© JUNGE FREIHEIT Verlag GmbH & Co. www.jungefreiheit.de 16/17 / 14. April 2017

DVD: Die Narbenhand
Ravens Rache
Werner Olles

Der Film noir ist wohl dasjenige Subgenre des populären Kriminal- und Agenten-Thrillers, das sich am ehesten einer eindeutigen Definition widersetzt. Besonders deutlich wird dies in Frank Tuttles „Die Narbenhand“ („This Gun for Hire“, USA 1942). Entstanden nach einem Roman von Graham Greene, erzählt der Film die Geschichte des Profikillers Raven (Alan Ladd), der während des Zweiten Weltkrieges von einem Sabotage-Agenten hintergangen wird, indem dieser ihn für einen Mord mit gestohlenem Geld bezahlt. Raven ist entschlossen, sich zu rächen, zumal er erfahren hat, daß er nun selbst in Gefahr ist, von den Agenten ermordet zu werden. Er entführt die Nachtclub-Sängerin Ellen (Veronica Lake), die aber insgeheim für die Regierung der Vereinigten Staaten arbeitet. Ellen gelingt es, sein Vertrauen zu gewinnen und ihn zu lenken. Raven erschießt nicht nur den Mann, der ihn hereingelegt hat, sondern auch den Großindustriellen, der Giftgas an die Japaner verkauft und die Schlüsselfigur des feindlichen Agentenrings ist.

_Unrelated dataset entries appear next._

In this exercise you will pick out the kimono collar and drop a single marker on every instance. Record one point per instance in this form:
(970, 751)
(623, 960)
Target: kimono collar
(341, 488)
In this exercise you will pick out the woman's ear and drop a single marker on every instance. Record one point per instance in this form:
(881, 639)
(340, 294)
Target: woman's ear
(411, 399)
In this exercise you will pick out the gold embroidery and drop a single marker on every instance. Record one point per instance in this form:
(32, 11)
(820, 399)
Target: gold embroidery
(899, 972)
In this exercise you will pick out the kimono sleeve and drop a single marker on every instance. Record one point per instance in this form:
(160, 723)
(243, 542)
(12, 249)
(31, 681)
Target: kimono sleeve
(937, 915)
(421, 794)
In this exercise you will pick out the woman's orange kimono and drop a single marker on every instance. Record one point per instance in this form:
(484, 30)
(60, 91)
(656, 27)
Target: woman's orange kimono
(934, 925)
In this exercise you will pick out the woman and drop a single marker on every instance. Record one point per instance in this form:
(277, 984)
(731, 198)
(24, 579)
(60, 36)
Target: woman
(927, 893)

„Die Narbenhand“ machte Alan Ladd über Nacht zum Weltstar. Dabei ist Raven eine für den Film noir nicht untypische Gestalt für den lebenden Widerspruch von Wesen und Erscheinung. So kann er unendlich sanft mit seiner Katze umgehen – er mag Katzen, sagt Raven, weil sie niemanden brauchen – und doch Menschen töten ohne jede Gefühlsregung. Zugleich gilt der Film als Vorbild für Jean-Pierre Melvilles Meisterwerk „Der eiskalte Engel“ („Le Samurai“), in dem Alain Delon – genau wie Raven – ohne emotionale Regung tötet, still, präzise und gegen Bezahlung. Ravens Problem ist jedoch, daß er sich auf der Flucht vor der Polizei und den Agenten, die ihn verfolgen, in seine betörend schöne Geisel verliebt hat, ohne zu ahnen, daß auch sie ein doppeltes Spiel spielt.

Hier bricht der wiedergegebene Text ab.